Immediate Aftercare Program for Survivors and Families of Homicide Victims: The Case of Cobb County Government
Date of Award
Master of Public Administration (MPA)
Cobb County, Georgia is a rapidly growing, upscale, suburban county in the metro-Atlanta region. However, the County lacks the ability to provide a comprehensive array of services to family members of homicide victims and other non-natural death cases. While various counseling and service programs exist in the area, there is no singular focus on the delivery of services to homicide survivors, families, and friends. Other than the general information provided to surviving family members by the Medical Examiner’s Office at the time of death, there is little to no emphasis currently placed on services to or the needs of those persons and families affected by non-natural deaths such as suicides or non-criminal related car crashes.
Cobb County implemented a specialized service delivery program in October of 2009 through the Victim Witness Assistance Unit of the District Attorney’s Office. The program established a case management system with services provided by a victim advocate staff in the Medical Examiner’s Office. The victim advocate implemented an intensive case management plan and provides direct services for all members of the deceased victim’s immediate family, other family members, or friends of the deceased victim requesting services. The program also developed and disseminated a comprehensive resource guide and obtained other tools to assist families in dealing with trauma, grief, and coping after the loss of a loved one.

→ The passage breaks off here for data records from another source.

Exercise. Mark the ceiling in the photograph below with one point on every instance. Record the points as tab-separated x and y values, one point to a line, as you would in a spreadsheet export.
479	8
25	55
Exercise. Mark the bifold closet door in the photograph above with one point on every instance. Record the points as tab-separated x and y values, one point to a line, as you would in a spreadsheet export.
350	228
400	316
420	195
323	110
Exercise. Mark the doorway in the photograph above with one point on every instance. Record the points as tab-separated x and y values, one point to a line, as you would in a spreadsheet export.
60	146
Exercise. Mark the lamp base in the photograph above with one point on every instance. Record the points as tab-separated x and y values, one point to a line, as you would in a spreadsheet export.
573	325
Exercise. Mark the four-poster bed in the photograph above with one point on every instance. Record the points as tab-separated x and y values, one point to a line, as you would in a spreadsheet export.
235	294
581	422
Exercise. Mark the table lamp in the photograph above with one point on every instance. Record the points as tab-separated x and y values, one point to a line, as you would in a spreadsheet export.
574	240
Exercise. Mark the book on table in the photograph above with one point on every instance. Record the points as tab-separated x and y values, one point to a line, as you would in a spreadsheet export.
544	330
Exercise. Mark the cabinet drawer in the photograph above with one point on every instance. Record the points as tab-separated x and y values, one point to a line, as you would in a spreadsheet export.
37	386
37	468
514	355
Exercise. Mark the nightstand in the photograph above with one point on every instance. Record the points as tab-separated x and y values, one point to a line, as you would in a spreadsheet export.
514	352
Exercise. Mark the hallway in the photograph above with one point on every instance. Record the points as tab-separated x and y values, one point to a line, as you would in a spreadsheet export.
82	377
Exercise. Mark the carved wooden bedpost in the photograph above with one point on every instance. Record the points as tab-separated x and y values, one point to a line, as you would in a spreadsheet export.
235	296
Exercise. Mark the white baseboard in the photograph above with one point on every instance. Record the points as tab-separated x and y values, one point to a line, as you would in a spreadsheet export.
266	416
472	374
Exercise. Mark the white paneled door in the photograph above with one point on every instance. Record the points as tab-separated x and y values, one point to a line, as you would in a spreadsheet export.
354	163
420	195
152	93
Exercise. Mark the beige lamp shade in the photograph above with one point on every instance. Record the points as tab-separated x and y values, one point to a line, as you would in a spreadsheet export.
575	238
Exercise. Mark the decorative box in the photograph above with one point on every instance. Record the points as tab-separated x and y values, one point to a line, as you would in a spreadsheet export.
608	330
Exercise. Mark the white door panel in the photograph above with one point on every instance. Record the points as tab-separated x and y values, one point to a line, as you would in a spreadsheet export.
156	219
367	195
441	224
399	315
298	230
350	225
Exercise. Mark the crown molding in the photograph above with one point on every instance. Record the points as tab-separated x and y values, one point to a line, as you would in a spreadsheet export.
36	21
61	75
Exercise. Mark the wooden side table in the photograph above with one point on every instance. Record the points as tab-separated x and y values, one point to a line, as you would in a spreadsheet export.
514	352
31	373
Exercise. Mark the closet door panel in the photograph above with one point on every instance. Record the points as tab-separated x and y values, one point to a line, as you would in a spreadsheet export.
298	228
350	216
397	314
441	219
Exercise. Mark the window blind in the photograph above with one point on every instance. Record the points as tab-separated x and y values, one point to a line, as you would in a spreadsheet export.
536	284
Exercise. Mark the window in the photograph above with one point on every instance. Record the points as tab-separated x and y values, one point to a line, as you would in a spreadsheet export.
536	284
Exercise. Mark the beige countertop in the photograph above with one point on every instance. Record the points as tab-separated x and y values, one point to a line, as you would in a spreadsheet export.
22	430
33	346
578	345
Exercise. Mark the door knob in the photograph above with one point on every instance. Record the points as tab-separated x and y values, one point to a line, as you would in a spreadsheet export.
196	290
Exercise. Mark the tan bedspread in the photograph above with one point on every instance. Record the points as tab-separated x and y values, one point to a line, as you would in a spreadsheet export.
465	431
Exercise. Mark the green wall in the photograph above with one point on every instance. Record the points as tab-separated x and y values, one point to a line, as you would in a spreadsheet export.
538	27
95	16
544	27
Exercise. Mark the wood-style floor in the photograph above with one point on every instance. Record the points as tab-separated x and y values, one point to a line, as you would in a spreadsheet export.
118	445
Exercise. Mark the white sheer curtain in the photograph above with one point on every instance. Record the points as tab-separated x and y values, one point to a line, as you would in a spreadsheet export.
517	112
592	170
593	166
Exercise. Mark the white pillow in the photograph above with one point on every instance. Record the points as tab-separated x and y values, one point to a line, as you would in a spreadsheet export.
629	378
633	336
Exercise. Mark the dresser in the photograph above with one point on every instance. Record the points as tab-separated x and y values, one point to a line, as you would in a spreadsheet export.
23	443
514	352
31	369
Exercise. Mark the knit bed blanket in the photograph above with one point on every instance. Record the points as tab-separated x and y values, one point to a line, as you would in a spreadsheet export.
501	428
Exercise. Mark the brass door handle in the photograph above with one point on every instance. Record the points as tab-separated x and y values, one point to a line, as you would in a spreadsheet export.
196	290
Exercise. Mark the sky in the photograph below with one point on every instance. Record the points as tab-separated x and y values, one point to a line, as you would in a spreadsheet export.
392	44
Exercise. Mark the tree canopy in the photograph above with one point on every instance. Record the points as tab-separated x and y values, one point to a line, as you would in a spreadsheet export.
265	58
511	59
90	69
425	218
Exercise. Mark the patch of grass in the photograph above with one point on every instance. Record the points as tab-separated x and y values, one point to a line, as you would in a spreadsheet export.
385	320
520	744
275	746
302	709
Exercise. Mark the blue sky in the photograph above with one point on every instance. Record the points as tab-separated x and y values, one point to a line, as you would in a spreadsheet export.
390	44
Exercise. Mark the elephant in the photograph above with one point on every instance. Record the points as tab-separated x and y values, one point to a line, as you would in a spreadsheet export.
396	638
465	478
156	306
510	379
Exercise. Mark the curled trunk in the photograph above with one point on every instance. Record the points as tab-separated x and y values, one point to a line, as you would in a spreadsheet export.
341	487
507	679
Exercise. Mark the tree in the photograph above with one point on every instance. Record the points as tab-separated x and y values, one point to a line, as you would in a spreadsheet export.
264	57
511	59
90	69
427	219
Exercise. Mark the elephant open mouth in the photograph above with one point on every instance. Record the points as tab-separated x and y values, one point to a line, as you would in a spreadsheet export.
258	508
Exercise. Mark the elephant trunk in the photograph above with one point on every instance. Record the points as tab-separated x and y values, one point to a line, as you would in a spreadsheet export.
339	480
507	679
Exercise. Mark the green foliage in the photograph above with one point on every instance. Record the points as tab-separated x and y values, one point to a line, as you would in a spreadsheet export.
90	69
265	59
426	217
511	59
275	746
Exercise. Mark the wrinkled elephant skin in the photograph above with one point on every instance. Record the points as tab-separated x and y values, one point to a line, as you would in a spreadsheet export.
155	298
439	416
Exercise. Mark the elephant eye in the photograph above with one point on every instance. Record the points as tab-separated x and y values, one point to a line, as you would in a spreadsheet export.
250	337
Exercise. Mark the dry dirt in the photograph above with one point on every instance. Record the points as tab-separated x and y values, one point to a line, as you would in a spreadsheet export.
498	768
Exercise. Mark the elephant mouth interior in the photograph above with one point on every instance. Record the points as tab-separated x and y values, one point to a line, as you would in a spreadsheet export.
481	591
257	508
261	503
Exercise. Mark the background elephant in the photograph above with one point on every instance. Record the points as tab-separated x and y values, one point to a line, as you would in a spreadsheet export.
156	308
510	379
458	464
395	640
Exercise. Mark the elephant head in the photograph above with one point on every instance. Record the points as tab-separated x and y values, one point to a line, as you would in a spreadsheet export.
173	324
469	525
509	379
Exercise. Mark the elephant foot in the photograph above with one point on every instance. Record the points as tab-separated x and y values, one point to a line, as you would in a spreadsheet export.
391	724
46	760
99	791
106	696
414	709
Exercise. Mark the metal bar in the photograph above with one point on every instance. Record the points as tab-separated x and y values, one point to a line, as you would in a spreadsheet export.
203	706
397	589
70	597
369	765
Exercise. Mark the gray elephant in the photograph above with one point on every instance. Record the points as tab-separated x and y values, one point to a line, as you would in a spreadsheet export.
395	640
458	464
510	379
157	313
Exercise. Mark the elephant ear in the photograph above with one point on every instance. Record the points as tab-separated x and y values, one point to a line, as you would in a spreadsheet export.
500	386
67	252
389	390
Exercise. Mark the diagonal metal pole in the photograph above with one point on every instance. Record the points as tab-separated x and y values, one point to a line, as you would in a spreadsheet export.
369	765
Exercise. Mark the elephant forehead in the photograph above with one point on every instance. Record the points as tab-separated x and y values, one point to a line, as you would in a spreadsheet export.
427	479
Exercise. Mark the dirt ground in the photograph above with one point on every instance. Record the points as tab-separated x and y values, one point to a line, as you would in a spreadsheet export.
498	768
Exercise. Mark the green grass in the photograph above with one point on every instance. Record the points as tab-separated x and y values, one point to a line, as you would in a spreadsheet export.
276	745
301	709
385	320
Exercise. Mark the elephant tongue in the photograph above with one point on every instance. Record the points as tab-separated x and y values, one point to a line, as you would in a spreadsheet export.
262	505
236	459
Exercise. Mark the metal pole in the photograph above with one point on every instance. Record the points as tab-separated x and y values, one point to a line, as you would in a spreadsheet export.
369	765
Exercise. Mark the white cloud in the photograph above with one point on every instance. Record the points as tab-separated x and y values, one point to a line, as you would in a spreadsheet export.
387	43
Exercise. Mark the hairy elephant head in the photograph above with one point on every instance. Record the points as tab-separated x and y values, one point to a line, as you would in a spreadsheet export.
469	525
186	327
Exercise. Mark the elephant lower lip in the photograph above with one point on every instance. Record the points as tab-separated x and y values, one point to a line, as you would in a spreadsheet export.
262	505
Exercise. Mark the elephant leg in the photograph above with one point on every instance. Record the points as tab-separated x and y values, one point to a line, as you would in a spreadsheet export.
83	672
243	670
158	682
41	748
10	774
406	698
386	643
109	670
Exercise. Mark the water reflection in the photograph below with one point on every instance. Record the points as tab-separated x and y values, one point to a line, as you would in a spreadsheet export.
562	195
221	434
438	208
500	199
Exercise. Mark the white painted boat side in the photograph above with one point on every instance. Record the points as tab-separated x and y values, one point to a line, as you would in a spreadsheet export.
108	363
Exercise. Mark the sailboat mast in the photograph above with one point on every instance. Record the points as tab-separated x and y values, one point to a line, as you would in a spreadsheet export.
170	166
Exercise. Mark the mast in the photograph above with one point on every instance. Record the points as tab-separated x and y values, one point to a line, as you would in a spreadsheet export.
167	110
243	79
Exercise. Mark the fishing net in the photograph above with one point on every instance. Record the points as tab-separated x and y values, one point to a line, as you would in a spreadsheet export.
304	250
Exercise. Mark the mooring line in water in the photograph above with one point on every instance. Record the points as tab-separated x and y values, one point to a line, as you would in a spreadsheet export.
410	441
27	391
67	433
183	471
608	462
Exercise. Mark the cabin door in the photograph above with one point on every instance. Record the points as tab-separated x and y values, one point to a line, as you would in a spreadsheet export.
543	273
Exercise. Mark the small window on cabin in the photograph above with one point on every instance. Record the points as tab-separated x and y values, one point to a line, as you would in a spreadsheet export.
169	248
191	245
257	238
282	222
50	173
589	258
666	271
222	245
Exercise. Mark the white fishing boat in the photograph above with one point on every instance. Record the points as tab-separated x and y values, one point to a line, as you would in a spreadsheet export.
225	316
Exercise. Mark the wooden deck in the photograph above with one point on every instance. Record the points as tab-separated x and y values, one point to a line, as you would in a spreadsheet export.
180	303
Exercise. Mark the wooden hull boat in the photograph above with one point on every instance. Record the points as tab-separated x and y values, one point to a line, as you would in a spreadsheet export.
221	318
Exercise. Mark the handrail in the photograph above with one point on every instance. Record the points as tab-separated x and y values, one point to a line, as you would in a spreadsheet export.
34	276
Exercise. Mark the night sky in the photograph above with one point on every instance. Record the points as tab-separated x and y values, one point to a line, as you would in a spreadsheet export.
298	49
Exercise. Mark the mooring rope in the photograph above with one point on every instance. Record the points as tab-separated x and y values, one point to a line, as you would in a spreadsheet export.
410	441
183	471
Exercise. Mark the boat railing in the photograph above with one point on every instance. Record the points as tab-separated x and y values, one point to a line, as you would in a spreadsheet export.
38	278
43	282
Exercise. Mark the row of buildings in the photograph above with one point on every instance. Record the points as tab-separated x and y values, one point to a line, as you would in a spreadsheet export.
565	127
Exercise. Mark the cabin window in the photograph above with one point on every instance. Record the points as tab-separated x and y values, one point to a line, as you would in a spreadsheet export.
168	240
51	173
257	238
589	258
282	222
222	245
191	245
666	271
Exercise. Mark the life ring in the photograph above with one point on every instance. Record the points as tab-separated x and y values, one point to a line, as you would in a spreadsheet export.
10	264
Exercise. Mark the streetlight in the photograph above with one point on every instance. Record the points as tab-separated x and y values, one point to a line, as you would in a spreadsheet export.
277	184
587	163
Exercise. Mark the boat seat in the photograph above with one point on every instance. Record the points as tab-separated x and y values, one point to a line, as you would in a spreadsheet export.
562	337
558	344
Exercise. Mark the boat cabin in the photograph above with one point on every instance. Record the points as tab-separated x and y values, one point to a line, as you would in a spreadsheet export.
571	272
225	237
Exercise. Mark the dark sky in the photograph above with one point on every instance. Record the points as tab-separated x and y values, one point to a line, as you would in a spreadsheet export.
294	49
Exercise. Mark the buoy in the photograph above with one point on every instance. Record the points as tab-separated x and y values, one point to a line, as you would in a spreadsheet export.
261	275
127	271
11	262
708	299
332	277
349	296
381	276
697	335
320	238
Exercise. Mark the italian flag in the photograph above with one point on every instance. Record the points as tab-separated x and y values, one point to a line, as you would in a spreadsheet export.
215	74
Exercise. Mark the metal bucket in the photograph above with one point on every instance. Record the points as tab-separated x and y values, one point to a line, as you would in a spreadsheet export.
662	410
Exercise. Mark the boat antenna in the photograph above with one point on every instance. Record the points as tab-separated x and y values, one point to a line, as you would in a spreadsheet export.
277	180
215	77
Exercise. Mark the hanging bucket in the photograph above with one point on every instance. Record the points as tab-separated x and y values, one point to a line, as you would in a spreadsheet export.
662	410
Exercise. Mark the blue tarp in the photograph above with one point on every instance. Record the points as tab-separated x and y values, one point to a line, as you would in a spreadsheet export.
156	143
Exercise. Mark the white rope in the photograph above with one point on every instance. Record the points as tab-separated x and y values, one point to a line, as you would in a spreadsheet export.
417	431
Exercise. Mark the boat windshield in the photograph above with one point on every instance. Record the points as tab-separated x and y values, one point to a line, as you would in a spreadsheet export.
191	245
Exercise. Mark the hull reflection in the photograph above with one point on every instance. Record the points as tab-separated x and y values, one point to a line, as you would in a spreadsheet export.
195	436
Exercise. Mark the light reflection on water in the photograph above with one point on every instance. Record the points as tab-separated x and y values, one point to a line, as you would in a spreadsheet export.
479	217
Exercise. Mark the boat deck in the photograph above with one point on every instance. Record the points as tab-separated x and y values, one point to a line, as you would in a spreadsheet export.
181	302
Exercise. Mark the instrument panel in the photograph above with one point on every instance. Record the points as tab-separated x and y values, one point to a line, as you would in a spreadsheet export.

The purpose of this study is to obtain information about current practices in the area of homicide survivor support, identify the conceptual framework guiding the interventions of homicide bereavement caregivers, and evaluate whether immediate aftercare to homicide survivors’ families greatly impact the healing process. Based on the data collected, the study also examined the effectiveness and efficiency of services coordinated through the program implementation. Although immediate aftercare positively affects the healing process, the Cobb County program is in the beginning phase and requires more data and research to determine its efficiency and effectiveness.